En outre, les descendants normands jouissent également d'autres privilèges, notamment de fréquenter les meilleures universités. Dans une étude récente portant sur les inscriptions à Cambridge et à Oxford au cours des mille dernières années, il a été révélé qu'à certains moments, les noms normands étaient 800% plus répandus à Oxford que dans la population en général et, plus récemment, au moins deux fois plus nombreux. susceptibles de se retrouver dans les inscriptions de cet établissement.

Faits bonus:

  • Selon Universal Free Press (UFP), outre le Royaume-Uni, la reine Elizabeth est techniquement également le propriétaire légal des terres en Australie, au Canada, en Nouvelle-Zélande et en Papouasie-Nouvelle-Guinée. Son total des avoirs personnels ostensibles dépasse de loin 4000 million et représentent 1/6 de toutes les terres du monde. (Bien sûr, si elle essayait réellement de reprendre ses terres, on pourrait s’imaginer qu’elle ne se retrouverait plus rapidement monarque). L’UFP énumère les autres plus grands propriétaires terriens, par ordre d’ordre (par millions d’acres), à savoir le gouvernement russe (2 447), le gouvernement chinois (2 365), le gouvernement fédéral américain (760) et le roi Abdullah d’Arabie saoudite (553).

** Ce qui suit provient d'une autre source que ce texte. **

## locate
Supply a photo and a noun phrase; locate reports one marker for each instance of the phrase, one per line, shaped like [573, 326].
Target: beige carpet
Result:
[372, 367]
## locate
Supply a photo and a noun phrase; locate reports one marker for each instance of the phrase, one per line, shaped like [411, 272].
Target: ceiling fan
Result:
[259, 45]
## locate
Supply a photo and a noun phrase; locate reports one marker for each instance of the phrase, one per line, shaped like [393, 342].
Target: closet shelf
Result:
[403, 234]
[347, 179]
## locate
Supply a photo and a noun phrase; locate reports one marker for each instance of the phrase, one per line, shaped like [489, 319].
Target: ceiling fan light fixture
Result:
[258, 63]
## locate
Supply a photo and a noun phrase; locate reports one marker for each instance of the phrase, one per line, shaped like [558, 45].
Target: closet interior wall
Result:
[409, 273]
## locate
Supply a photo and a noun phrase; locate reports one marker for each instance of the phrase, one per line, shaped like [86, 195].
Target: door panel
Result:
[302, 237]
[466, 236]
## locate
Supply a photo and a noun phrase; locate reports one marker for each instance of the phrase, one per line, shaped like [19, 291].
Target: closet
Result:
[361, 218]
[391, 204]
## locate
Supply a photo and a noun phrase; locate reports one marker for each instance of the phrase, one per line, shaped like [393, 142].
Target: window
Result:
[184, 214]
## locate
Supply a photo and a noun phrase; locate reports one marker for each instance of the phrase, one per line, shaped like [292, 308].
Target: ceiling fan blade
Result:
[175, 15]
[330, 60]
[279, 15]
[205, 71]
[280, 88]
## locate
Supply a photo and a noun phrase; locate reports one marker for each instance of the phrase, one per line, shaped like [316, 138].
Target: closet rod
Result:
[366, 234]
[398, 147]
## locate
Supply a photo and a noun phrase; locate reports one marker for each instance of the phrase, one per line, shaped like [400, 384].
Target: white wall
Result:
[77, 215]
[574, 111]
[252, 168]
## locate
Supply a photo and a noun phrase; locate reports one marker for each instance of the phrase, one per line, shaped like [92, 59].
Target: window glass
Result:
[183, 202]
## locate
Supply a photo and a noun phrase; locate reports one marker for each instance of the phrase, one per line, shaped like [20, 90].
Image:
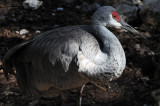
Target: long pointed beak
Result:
[131, 29]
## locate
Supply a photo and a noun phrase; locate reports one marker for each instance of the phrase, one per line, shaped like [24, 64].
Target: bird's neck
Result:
[111, 48]
[108, 39]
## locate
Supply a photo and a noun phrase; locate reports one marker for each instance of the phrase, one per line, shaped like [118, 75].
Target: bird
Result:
[66, 58]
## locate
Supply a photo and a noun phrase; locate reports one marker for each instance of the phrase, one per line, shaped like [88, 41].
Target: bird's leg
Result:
[80, 97]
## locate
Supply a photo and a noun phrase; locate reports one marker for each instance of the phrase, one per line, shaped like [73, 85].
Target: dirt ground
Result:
[133, 88]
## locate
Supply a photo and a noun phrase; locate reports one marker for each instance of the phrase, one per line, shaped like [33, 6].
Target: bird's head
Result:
[108, 17]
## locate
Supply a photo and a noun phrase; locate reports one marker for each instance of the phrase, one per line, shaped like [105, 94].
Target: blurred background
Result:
[138, 86]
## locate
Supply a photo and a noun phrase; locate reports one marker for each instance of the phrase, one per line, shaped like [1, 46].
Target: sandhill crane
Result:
[69, 57]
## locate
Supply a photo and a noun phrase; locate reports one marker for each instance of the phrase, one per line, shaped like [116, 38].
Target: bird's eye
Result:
[115, 16]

  • Plus de la moitié des terres de nombreux États occidentaux, dont l'Alaska, le Nevada, l'Utah, l'Idaho, l'Oregon et l'Arizona, appartiennent à l'État. En 2013, parmi les plus grands propriétaires terriens aux États-Unis, figuraient (en acres): John Malone (2 200 000), Ted Turner (2 000 000) et Brad Kelley (1 500 000).
  • Le nombre de propriétaires de logements aux États-Unis est en baisse constante depuis la «grande récession». En 2007, au plus fort de la bulle immobilière, environ 73% des Américains étaient propriétaires de leur maison, alors qu'en 2012, ce nombre était tombé à 62%. Les taux d'accession à la propriété au Canada auraient connu une baisse similaire.

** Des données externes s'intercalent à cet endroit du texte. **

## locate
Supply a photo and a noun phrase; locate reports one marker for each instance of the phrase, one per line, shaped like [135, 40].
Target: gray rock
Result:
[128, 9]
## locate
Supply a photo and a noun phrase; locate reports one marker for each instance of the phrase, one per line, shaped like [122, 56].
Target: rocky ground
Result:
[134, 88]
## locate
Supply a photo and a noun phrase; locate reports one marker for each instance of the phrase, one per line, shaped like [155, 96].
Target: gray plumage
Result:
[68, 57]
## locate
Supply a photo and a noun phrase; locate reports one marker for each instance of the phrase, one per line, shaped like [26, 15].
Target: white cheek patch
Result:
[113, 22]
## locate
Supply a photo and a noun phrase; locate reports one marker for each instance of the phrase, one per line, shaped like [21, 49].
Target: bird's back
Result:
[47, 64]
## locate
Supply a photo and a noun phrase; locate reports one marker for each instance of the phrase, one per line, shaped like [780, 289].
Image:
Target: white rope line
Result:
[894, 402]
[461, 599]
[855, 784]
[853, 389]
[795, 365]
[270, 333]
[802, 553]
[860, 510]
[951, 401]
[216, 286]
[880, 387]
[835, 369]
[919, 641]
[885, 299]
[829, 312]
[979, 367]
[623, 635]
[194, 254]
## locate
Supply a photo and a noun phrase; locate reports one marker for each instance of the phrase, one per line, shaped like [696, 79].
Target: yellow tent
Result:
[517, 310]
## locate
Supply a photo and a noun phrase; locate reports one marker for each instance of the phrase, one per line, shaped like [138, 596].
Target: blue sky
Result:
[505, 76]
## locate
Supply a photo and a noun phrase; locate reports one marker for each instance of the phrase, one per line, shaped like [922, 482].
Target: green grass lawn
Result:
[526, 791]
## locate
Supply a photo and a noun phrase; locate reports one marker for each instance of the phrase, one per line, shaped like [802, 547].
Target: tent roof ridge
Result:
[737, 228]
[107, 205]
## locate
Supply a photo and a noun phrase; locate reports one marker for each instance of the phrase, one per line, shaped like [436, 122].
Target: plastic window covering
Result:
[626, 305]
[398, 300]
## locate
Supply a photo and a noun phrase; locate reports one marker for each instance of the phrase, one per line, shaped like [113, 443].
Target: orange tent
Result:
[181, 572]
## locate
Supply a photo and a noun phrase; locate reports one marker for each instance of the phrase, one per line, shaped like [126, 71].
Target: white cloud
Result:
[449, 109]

  • Au Royaume-Uni, l'accession à la propriété (pas nécessairement la terre) a également baissé à des niveaux historiquement bas, le taux d'occupation par le propriétaire en 2012 étant de 64,7%.
  • En Australie, le nombre de propriétaires accapare 67%, leur nombre de prêts hypothécaires ayant augmenté de 25,5% à 34,9% au cours des 15 dernières années et leur nombre de propriétaires passant de 40,9% à 32,1%.